I was recently diagnosed with crohn's through a small bowel follow through test ordered by GP. The test results showed a lot of narrowing and damage to the walls of my small intestines. The thing that is really bothering me is I was refered to a specialist months ago to investigate my sypmtoms and what not, my family doctor has been pretty sure right from the start that I have crohn's. But this specialist pretty much washed her hands of me after I told her that on occation when the pain is really really bad, the pain will run down my leg. The second I said that she said it isn't crohn's then. Period. And then sent me to a pain specialist and I have been pretty much tosed around from doctors to doctor with little result, I even started to believe maybe the pain was in my head.

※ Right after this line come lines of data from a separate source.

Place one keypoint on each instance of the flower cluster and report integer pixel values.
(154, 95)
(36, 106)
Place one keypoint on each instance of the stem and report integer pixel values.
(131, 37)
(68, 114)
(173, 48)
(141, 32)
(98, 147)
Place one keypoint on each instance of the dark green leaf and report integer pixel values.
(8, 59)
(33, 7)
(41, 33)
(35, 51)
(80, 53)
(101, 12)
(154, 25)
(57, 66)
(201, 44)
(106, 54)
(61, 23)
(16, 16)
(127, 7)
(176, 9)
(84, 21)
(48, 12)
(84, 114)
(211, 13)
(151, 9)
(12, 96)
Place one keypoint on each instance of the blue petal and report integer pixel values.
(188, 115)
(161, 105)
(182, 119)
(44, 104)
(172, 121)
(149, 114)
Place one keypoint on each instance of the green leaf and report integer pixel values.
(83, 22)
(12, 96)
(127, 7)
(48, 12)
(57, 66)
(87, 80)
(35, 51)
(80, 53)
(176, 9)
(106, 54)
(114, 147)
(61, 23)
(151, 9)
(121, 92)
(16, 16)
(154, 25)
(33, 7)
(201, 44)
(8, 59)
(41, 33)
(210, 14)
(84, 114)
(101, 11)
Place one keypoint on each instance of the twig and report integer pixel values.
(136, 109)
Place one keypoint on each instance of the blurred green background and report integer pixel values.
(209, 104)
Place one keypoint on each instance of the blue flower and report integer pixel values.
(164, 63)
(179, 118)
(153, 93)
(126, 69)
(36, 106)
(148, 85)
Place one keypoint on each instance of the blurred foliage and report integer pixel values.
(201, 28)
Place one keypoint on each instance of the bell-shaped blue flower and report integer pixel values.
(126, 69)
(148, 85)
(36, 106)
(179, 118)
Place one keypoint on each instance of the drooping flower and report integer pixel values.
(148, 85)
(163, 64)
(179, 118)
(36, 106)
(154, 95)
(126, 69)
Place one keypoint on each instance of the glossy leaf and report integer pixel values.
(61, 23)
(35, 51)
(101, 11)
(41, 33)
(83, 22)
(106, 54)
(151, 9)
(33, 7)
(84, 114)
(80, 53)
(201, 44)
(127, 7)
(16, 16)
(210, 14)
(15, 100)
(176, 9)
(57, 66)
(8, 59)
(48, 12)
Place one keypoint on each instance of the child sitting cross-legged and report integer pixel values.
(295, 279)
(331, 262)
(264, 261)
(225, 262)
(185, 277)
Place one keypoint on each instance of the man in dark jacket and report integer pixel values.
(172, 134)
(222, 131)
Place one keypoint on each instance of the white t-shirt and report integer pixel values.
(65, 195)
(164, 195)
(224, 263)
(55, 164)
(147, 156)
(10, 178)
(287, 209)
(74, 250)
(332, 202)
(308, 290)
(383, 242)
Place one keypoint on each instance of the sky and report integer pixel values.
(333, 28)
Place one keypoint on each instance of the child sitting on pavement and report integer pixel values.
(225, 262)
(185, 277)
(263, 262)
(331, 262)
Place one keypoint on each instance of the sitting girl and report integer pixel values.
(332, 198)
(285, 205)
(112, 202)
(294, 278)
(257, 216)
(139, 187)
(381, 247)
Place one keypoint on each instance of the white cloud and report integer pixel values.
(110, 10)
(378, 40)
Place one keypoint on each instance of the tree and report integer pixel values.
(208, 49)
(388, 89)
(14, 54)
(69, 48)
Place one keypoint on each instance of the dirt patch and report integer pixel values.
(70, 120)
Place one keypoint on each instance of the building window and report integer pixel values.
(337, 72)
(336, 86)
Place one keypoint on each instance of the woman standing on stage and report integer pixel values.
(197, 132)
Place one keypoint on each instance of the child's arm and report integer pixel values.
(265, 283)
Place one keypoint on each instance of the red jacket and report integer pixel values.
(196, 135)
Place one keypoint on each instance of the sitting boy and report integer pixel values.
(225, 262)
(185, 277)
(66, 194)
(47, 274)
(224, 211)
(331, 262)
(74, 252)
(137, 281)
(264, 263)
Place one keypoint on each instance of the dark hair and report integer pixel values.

But my family doctor said, that if the intestines are inflamed or spazeming they could very well irate other areas and hence the pain going down my leg. So long story short.....my family doctor ordered the small bowel follow through and upon seeing the results decided to send me back to the same specialist that originaly blew me off (because she was the fastest one I could get into see) Anyway she ordered a colonoscopy wich I just had today. And now she is telling me the test is fine and I don't have crohn's. (??????) Being told this after finialy being told I actualy had a diagnosis has made me feel unbelievably lost, hopeless and ready to just give up. So I stoped by to talk to my family doctor and he said that is basicly crap......that test should be normal because the effected area is in the small intestines where she wouldn't have been able to reach. Now im on a waiting list to see another specialist in a neighboring town, but I could be waiting for quite awhile. 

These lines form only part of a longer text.